No single structure within the Grand Palace elicits such awe as this, the most sacred temple in the kingdom. You may prefer the simplicity of some other wats, but you'll never quite get over Wat Phra Kaew's opulence—no other wat in Thailand is so ornate or so embellished with glittering gold. As you enter the compound, take note of the 20-foot-tall statues of fearsome creatures in traditional battle attire standing guard. Turn right as you enter the compound, because on the inner walls are lively murals depicting the whole epic tale of the Ramakien.

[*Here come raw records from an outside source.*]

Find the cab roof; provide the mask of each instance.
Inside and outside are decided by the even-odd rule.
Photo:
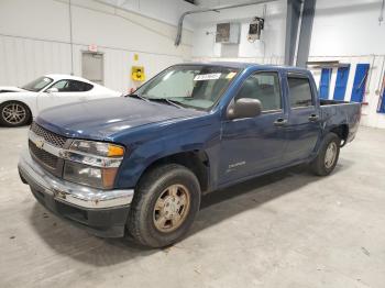
[[[276,68],[280,70],[301,71],[301,73],[308,71],[305,68],[295,67],[295,66],[257,64],[257,63],[246,63],[246,62],[191,62],[191,63],[185,63],[185,65],[207,65],[207,66],[220,66],[220,67],[230,67],[230,68],[238,68],[238,69],[257,67],[257,68]]]

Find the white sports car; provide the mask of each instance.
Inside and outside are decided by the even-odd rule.
[[[50,74],[23,87],[0,87],[0,124],[21,126],[46,108],[119,96],[80,77]]]

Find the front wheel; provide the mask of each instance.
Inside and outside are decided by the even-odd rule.
[[[22,126],[31,120],[30,109],[20,102],[10,101],[0,106],[0,124],[9,128]]]
[[[200,186],[193,171],[177,164],[157,166],[135,189],[129,233],[145,246],[170,245],[187,233],[199,206]]]
[[[310,167],[318,176],[329,175],[336,167],[340,155],[341,139],[336,133],[329,133],[323,139],[317,157]]]

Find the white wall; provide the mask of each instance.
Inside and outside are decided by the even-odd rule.
[[[309,60],[350,63],[345,100],[349,101],[355,65],[371,65],[361,123],[385,128],[385,114],[377,113],[385,65],[385,22],[378,24],[382,0],[317,0]],[[314,70],[319,84],[320,69]],[[332,97],[337,69],[331,79]]]
[[[213,2],[213,1],[211,1]],[[213,3],[211,3],[213,4]],[[229,4],[220,1],[220,4]],[[266,14],[264,15],[264,7]],[[253,16],[265,18],[265,29],[261,41],[248,41],[249,24]],[[257,5],[221,10],[220,13],[207,12],[190,16],[197,25],[194,31],[193,57],[195,59],[227,59],[241,62],[257,62],[282,64],[285,51],[286,1],[279,0]],[[239,45],[217,44],[215,33],[217,23],[241,23]],[[207,35],[209,32],[209,35]],[[233,55],[227,55],[232,49]]]
[[[150,78],[190,59],[193,32],[185,29],[182,45],[175,47],[176,26],[165,23],[164,14],[157,21],[92,0],[72,3],[75,75],[81,76],[81,51],[90,44],[105,54],[105,85],[120,91],[135,85],[132,65],[143,65]],[[47,73],[70,74],[69,43],[67,0],[0,1],[0,85],[23,85]],[[133,60],[135,53],[139,62]]]

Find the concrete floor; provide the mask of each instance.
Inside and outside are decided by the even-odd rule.
[[[0,129],[0,287],[384,287],[385,131],[361,129],[326,178],[304,167],[205,197],[166,250],[102,240],[22,185],[26,129]]]

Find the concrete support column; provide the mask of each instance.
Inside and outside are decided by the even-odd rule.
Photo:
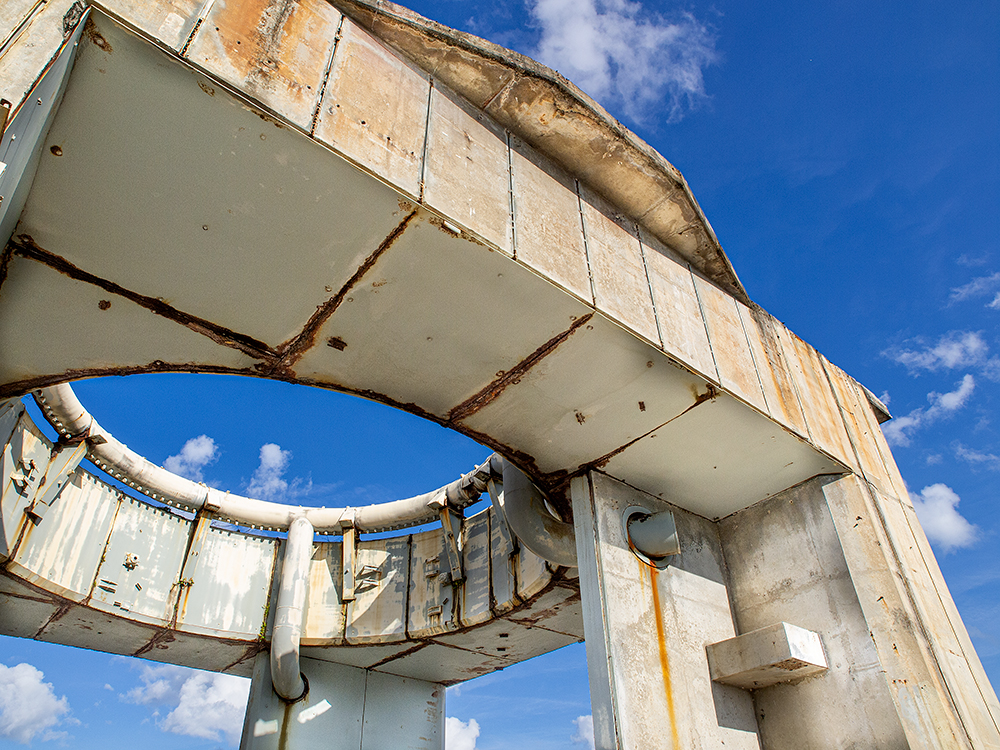
[[[254,662],[241,750],[442,750],[444,686],[344,664],[301,659],[308,690],[274,692],[268,652]]]
[[[736,634],[716,525],[598,472],[571,492],[597,750],[757,750],[750,694],[709,674],[706,646]],[[629,548],[633,506],[674,512],[663,567]]]

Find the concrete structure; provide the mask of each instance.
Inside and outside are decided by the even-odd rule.
[[[443,685],[584,637],[602,750],[1000,747],[884,407],[558,74],[368,0],[13,0],[0,40],[0,630],[252,675],[244,747],[439,748]],[[165,371],[503,460],[391,512],[276,509],[45,390]]]

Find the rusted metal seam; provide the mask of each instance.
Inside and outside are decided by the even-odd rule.
[[[424,180],[427,177],[427,142],[431,138],[431,107],[434,102],[434,78],[427,79],[427,113],[424,116],[424,143],[420,151],[420,184],[417,186],[418,200],[424,202]]]
[[[604,466],[605,464],[607,464],[608,461],[610,461],[612,458],[614,458],[615,456],[617,456],[622,451],[627,450],[628,448],[632,447],[633,445],[635,445],[636,443],[638,443],[643,438],[648,437],[649,435],[652,435],[657,430],[666,427],[668,424],[670,424],[674,420],[680,419],[681,417],[683,417],[685,414],[687,414],[692,409],[695,409],[695,408],[701,406],[706,401],[714,401],[716,399],[716,397],[719,395],[718,389],[716,389],[716,387],[714,385],[712,385],[711,383],[706,384],[705,388],[706,388],[706,391],[704,393],[700,394],[699,396],[697,396],[695,398],[695,400],[694,400],[694,403],[691,404],[689,407],[687,407],[680,414],[674,415],[673,417],[671,417],[670,419],[668,419],[663,424],[661,424],[661,425],[659,425],[657,427],[654,427],[653,429],[649,430],[649,432],[645,432],[642,435],[640,435],[639,437],[633,438],[632,440],[629,440],[627,443],[625,443],[625,445],[619,446],[618,448],[615,448],[613,451],[611,451],[609,453],[605,453],[603,456],[601,456],[601,457],[599,457],[599,458],[597,458],[597,459],[595,459],[593,461],[588,461],[587,463],[582,464],[581,467],[580,467],[580,469],[578,469],[576,472],[574,472],[569,477],[567,477],[567,479],[571,479],[574,476],[580,476],[581,474],[583,474],[584,472],[588,471],[591,468],[597,469],[597,468],[600,468],[600,467]]]
[[[42,6],[47,2],[48,0],[37,0],[31,10],[29,10],[24,18],[21,19],[21,22],[7,35],[7,38],[4,39],[3,42],[0,42],[0,58],[10,51],[10,48],[14,46],[14,43],[20,39],[21,33],[31,25],[31,22],[34,21],[35,17],[41,12]]]
[[[642,242],[642,226],[636,222],[635,236],[639,241],[639,257],[642,258],[642,270],[646,272],[646,286],[649,288],[649,301],[653,305],[653,322],[656,323],[656,335],[660,339],[660,349],[667,350],[667,344],[663,340],[663,329],[660,327],[660,313],[656,309],[656,295],[653,294],[653,282],[649,278],[649,264],[646,263],[646,247]]]
[[[589,232],[587,232],[587,219],[583,215],[583,188],[580,187],[579,180],[574,180],[574,182],[576,183],[576,207],[580,212],[580,231],[583,233],[583,257],[587,261],[587,281],[590,282],[590,301],[594,307],[597,307],[597,287],[594,286],[594,270],[590,264],[590,237]]]
[[[330,72],[333,70],[333,61],[337,57],[337,49],[340,47],[341,31],[344,28],[346,16],[340,14],[340,23],[337,24],[337,33],[333,36],[333,48],[330,50],[330,59],[326,63],[326,72],[323,73],[323,82],[319,86],[319,94],[316,97],[316,107],[313,109],[312,125],[309,126],[309,135],[316,137],[316,123],[319,122],[319,113],[323,111],[323,97],[326,95],[326,84],[330,80]]]
[[[195,333],[200,333],[220,346],[236,349],[255,359],[273,359],[276,356],[276,352],[263,341],[257,341],[246,334],[237,333],[225,326],[220,326],[204,318],[199,318],[196,315],[178,310],[157,297],[149,297],[145,294],[133,292],[120,284],[102,279],[89,271],[84,271],[65,258],[39,247],[29,235],[18,235],[17,241],[12,240],[11,244],[14,246],[14,252],[23,258],[38,261],[71,279],[93,284],[110,294],[123,297],[156,315],[179,323]]]
[[[510,209],[510,255],[517,260],[517,199],[514,196],[514,154],[511,148],[511,132],[504,128],[507,139],[507,203]]]
[[[416,211],[411,211],[407,214],[406,218],[399,222],[396,228],[389,232],[386,238],[379,243],[379,246],[375,248],[372,254],[365,258],[364,262],[358,266],[357,270],[355,270],[353,274],[351,274],[351,278],[344,283],[340,290],[333,297],[316,308],[316,312],[312,314],[306,324],[302,327],[299,334],[295,338],[281,344],[278,347],[277,352],[280,360],[272,365],[270,368],[272,372],[275,370],[287,369],[302,358],[306,351],[308,351],[315,343],[316,334],[319,333],[319,329],[324,323],[326,323],[327,320],[330,319],[330,316],[337,311],[337,308],[340,307],[344,298],[347,297],[347,293],[350,292],[355,285],[361,281],[364,275],[372,269],[372,266],[378,262],[378,259],[382,257],[382,254],[392,247],[392,243],[399,239],[399,236],[406,231],[406,227],[409,226],[409,223],[416,215]]]
[[[767,392],[764,390],[764,381],[760,376],[760,365],[757,364],[757,358],[753,353],[753,346],[750,344],[750,334],[747,333],[746,323],[743,321],[743,316],[740,314],[740,304],[735,298],[733,299],[733,309],[736,310],[736,319],[740,321],[740,330],[743,331],[743,338],[747,342],[747,351],[750,352],[750,363],[753,365],[754,375],[757,376],[757,385],[760,386],[760,396],[764,400],[764,408],[767,409],[768,416],[771,416],[771,407],[767,403]],[[777,408],[777,405],[775,405],[775,408]],[[774,419],[774,417],[772,417],[772,419]]]
[[[448,412],[448,424],[453,422],[459,422],[463,419],[471,417],[473,414],[478,412],[480,409],[493,403],[500,397],[504,390],[519,381],[528,371],[541,362],[545,357],[550,355],[552,352],[559,347],[564,341],[566,341],[570,336],[579,330],[579,328],[584,325],[594,317],[594,313],[587,313],[586,315],[577,318],[573,321],[573,324],[556,336],[546,341],[525,359],[518,362],[511,369],[507,370],[503,375],[496,378],[492,383],[483,388],[479,393],[471,398],[463,401],[461,404],[456,406],[450,412]]]
[[[20,397],[37,388],[57,385],[70,380],[97,378],[107,375],[141,375],[152,372],[196,372],[214,373],[219,375],[257,375],[248,367],[225,367],[222,365],[196,365],[189,363],[168,363],[154,360],[148,365],[129,365],[121,367],[93,367],[65,370],[57,375],[39,375],[24,380],[14,380],[0,385],[0,398]]]
[[[694,298],[698,301],[698,312],[701,313],[701,324],[705,326],[705,339],[708,341],[708,351],[712,355],[712,365],[715,367],[715,381],[722,385],[722,374],[719,370],[719,361],[715,358],[715,347],[712,346],[712,334],[708,330],[708,317],[705,315],[705,305],[701,301],[701,294],[698,292],[698,279],[695,278],[694,269],[688,263],[688,273],[691,274],[691,286],[694,288]]]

Several aponsis (mythical half-woman, half-lion creatures) stand guard outside the main chapel, which has a gilded three-tier roof. Inside sits the Emerald Buddha. This most venerated image of Lord Buddha is carved from one piece of jade 31 inches high. No one knows its origin, but history places it in Chiang Rai in 1464. From there it traveled first to Chiang Mai, then to Lamphun, and finally back to Chiang Rai, where
as the story goes the Laotians stole it and took it home with them. The Thais sent an army to get it back; it reached its final resting place when King Rama I built this temple. The statue is high above the altar, so you can see it only from afar. Behind the altar and above the window frames are murals depicting the life and eventual enlightenment of the Buddha. At the back of the royal chapel you can find a detailed scale model of Cambodia's Angkor Wat.